It's not just multi-strategy hedge funds that are going all out on recruitment this year. Recruiters covering theprivate credit space say they too are awash with work, and that they're only likely to become more busy.
«We're doing searches for five different firms,» says Richard Risch CEO of private markets specialist recruiter The Risch Group. «Private credit funds have been adding headcount, big time.»
Risch, who is based in New York, tracks the number of people moving jobs in private credit. In the first six months of 2023 his data shows there were 1,211 moves globally. "About 375 of those were in the marketing space, the rest were spit up between investment/origination/portfolio management."

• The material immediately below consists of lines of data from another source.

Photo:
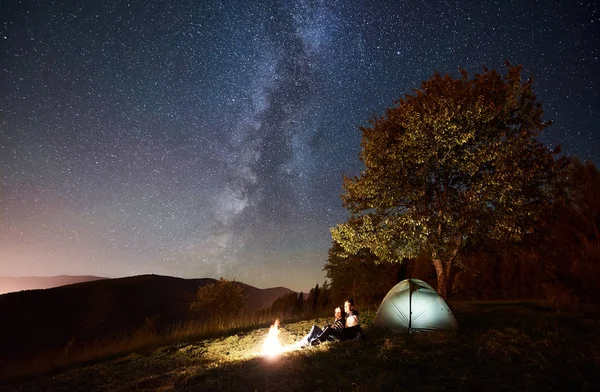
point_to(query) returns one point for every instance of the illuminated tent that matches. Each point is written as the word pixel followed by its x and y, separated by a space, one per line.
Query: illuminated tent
pixel 412 305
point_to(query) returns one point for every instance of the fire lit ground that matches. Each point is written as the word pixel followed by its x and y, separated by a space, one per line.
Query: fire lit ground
pixel 500 347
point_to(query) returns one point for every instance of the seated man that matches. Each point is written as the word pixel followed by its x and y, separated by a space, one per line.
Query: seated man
pixel 352 328
pixel 317 335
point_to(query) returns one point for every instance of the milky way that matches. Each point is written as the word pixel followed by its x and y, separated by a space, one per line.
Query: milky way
pixel 208 139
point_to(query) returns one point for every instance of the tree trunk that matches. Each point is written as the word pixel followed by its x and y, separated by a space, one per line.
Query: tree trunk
pixel 442 278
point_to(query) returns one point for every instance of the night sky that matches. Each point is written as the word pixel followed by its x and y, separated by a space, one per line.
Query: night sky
pixel 209 138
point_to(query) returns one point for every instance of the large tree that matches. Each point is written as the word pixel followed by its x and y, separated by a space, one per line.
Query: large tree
pixel 458 159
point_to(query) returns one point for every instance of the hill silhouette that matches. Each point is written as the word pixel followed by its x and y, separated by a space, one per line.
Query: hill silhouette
pixel 9 284
pixel 50 319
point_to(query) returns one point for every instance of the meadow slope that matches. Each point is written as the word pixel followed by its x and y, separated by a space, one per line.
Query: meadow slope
pixel 500 347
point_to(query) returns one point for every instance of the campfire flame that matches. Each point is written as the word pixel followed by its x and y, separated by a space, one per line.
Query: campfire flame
pixel 272 347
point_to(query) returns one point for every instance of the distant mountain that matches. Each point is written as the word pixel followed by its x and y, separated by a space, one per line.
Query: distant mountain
pixel 10 284
pixel 36 321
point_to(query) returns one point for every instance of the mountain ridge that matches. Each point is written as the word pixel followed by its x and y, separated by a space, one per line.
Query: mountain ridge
pixel 50 319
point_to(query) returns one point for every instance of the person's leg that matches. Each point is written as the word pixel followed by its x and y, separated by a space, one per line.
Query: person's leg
pixel 313 333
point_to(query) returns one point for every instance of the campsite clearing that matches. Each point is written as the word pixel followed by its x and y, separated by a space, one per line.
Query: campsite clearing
pixel 500 346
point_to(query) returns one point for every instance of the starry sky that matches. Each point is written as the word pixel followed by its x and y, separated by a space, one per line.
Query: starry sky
pixel 209 138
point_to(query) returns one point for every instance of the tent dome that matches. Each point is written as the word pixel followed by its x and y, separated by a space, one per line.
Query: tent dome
pixel 413 305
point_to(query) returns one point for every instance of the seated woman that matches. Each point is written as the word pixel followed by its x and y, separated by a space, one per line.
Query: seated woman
pixel 317 335
pixel 352 328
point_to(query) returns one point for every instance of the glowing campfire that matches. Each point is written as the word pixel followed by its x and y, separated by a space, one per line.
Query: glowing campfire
pixel 272 347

Growth in the private credit market is well documented. From nothing in 2000, assets under management in private credit went to $500bn in 2015 and $1.5 trillion last year according to the Financial Times, quoting figures from Preqin.
As AUM have increased exponentially, so has the need for people to manage those assets and keep the fires burning. «There's been a lot of hiring activity around fundraising and marketing,» says Risch. «Funds don't just want people who can give introductions, but who really understands the way the credit product works and how it's structured.»
Risch says a lot of business development and marketing professionals are moving into private credit from capital introduction in banks, or — if they can prove an understanding of the space — from private equity or real estate funds. By comparison, he says origination and structuring professionals in private credit are more likely to come from banks. Diligence and underwriting talent comes from banks or insurance firms.